Check out the cool water and views at Pagat Cave

Check out the cool water and views at Pagat Cave

by Debbie Smith
Stripes Guam

Boonie stomping on Guam is a favorite pastime for folks who enjoy the outdoors. Known for its refreshing underground swimming hole, Pagat Cave should be on any hiker’s list of must-do accomplishments.

The most difficult part of the hike to Pagat Cave is finding the trailhead. Approximately 6.1 miles from Ladera Towers in Mangilao, the entrance is on the right with room for parking on the left. After carefully crossing the busy road, the trail passes what sadly has become a dumping ground of car parts and worn out appliances.

Shortly after the junkyard-like grounds, the trail clears as you start to descend the 400-yard slope under a blanket of trees. The trail changes dramatically at one point to a steep grade of limestone cliffs. The cave is on the left at the bottom of the cliffs.
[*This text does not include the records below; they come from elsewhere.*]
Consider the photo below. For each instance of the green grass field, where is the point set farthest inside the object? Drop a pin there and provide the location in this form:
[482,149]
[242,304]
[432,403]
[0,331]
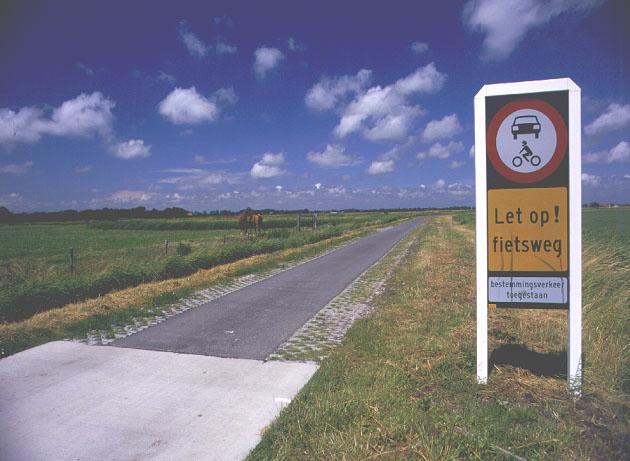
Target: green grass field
[35,258]
[403,384]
However, most hikers, choosing to save the best for last, continue on to the scenic coastline.

Along the way, keep your eye out for several “lusongs,” or ancient Chamorro grinding stones, as well as some latte ruins. The area is the site of a Chamorro village which is thought to date back to the 17th century. Once you reach the coastline, rest on the rocks and take in the awesome views of the Pacific waves crashing onshore. When the water is calm, some bold (or dumb) hikers will jump from the cliffs.

Anticipation of the cool waters of the cave mounts on the way back to Pagat Cave. Once inside, hikers descend a small hill to reach the first shallow pool. A short, narrow walk through waist-high water leads into a large, dark cave with refreshing, clear water. The middle is deep, but there is plenty of room to sit or stand on the rocks. Bring candles, lighters or flashlights to see in the dark.

Enjoy the cool oasis from the hot tropical sun for a while, but remember that there is another climb back up the cliff.

The trail is well marked by trees attached with pink ties. Hikers should expect a three-hour trek. Hiking guides rate the route as medium on the difficulty scale. Make sure you take along plenty of water, swimsuits, water shoes, sunscreen, and a hat. Gloves are also recommended for the hike. Then experience another testimony to the beauty of Guam.